Not as much Sci-Fi as the original, but this hitchhiker's guide still has a lot of craziness to offer.

Yes, it has been a weird trip - and it started out like this:

Bored with Memphis, I held my Swedish thumb high up in the American autumn air and got a ride from a girl named Dawn (just before dusk). She was going to Chattanooga. Hella nice! We drove through 4 states in 4 hours: Tennessee, Mississippi, Alabama and Georgia before re-entering the Volounteer state in it's south-eastern corner...

Thumbs up! Hitchhiking in blue suede shoes.

The rolling hills of Tennessee. H is for Homer.

Had some really good food at a diner somewhere out in the sticks: Grilled catfish, baked potatoes, hush puppies and - the local specialty - fried green tomatoes. Yummy! The waitress had never met enyone from Sweden before, not even from another country, so she was pretty stoked on me. Hahaha... Spoke some Swedish and made her day. Awesome!

"It kinda looks like it's on a brain", said Dawn. "Sure does", I answered. And yes, if you see a rainbow - you're probably on acid.

This is why they are called the Smoky Mountains. Beautiful, won't you say?


Larry loves his country.

Chattanooga proved to be a fun city, but it was the ride there and back that was the best. Dawn wanted to go rock-climbing and I wanted to go skateboarding (!), but since it rained constantly from the moment we arrived we had to come up with a plan B:

Thrift stores, beer sampling and head shops became the solution. So yes, we still had a pretty good time...

Falling water and turning leaves.

A picture worthy of a Red House Painters cover. Ladies and Gentlemen, the Tennessee river.

It was possible to have fun without my skateboard.

Got rather drunk one night and went to a Wal-mart to by scented candles. Hahaha... Cinnamon Apple. What the hell?

"When in Rome..."

All in all: Chattanooga rocks even when it's raining!



Yes, "loafing" and not "loathing". I may have my occasional Johnny Depp moments, but this is not... Oh wait! It sort of is.

But that doesn't matter right now. The bats are gone.

What does matter is yesterday's ditch session: After breakfast at the local hot spot Winning Coffee me, Jake, Jordan and Dave went to the first concrete wonder of the day - the pink Honeywell ditch.

Jordizzle wallrizzle

After a most enjoyable session on the smooth pink concrete we continued to the Ventura ditch: Dave did a pop shove-it tailgrab that rocked and shocked the nation.

Yeah, I know. Insane.

Dave exits the fullpipe in style.

Finally we went to the Four Hills ditch and cruised around there until the sun went down. Speaking of going down: At the end the ditch parts into three really steep banks. At the end of each bank there are pipes leading off into "somewhere". Big enough to enter crouching and pitch-black after a couple of feet.

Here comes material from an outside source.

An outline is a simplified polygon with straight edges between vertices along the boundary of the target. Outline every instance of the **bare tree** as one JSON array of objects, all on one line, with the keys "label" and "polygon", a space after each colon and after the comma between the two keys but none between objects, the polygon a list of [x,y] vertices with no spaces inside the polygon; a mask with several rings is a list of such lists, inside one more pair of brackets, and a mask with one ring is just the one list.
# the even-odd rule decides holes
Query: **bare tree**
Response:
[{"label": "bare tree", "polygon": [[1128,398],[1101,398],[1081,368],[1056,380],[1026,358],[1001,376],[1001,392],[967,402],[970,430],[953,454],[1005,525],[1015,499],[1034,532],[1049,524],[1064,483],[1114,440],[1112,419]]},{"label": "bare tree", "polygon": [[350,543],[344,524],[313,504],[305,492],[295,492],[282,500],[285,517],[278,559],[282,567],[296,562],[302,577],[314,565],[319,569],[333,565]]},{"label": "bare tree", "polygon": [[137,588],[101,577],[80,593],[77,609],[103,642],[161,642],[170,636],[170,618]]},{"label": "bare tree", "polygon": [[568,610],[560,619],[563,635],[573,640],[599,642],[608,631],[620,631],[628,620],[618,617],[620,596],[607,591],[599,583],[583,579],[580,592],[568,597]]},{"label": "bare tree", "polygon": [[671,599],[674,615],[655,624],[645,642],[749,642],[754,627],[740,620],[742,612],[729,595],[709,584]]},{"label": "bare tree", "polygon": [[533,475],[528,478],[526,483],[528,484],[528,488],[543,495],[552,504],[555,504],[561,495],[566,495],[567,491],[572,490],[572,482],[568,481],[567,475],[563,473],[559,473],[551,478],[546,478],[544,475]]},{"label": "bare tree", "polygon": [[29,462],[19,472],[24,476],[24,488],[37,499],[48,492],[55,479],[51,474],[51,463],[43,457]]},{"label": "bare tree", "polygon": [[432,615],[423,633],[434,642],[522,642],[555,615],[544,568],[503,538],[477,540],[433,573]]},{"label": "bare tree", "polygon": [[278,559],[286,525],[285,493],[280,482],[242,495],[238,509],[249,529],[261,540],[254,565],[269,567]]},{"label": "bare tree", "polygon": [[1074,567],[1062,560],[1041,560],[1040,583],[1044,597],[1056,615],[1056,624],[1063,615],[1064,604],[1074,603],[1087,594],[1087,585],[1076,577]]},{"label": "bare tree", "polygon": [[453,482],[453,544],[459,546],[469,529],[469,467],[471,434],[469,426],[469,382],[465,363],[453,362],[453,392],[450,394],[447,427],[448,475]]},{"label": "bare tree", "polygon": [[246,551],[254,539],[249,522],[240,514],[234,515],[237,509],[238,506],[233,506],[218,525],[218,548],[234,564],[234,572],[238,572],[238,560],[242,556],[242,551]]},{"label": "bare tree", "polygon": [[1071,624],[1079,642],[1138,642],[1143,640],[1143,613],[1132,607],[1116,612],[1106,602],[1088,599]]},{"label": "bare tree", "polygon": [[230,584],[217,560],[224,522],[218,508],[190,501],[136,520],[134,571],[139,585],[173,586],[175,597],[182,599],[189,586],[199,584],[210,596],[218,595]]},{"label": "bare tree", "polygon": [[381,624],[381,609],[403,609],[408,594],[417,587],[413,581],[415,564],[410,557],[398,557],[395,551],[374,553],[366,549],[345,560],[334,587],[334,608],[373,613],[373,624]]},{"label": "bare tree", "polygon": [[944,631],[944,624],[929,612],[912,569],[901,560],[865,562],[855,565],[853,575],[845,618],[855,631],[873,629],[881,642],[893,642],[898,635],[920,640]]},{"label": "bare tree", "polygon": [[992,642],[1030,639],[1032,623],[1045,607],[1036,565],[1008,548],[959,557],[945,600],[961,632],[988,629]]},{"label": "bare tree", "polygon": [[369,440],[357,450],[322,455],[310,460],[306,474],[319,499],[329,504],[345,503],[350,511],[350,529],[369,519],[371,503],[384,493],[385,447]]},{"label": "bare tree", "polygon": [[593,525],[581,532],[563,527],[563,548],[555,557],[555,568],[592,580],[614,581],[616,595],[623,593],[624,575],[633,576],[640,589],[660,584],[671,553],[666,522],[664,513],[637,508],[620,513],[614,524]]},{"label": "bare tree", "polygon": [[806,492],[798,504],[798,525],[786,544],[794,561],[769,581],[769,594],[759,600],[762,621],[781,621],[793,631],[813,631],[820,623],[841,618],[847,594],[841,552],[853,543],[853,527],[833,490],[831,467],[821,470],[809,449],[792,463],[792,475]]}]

"I don't know where they end up, but I think there is a spillway (a hole in the floor) somewhere in there", said Dave. "I've never gone trough".

"Shit", thought I, "that's scary".

And guess what happened? While goofing around at the entrance to one of the pipes I lost control over my board and it took off down the dark tunnel. D'oh!

"I'm not going in there" was my first comment. "Fuck that board. I don't wanna fall down that spillway".

Albuquerque by dusk

But after jeers and physical encouragement I soon found myself reluctantly walking deeper and deeper into the darkness; my friends trailing behind me.

Approximately 200 feet into the blackness I stumbled on my board. Yes! But since we hadn't found neither spillway nor exit we continued walking. Finally a bright circle appeared in front of us. The end was near...



Pre-party: Jake "dude you have no quran" Isom smacks a frontside five-0 in the Dave's dark backyard.

Post-party: Jordan found a gap between the skatestoppers at the University of New Mexico.

Someone of Dave's friends had a birthday party. It was crowded and the keg was free. Good night.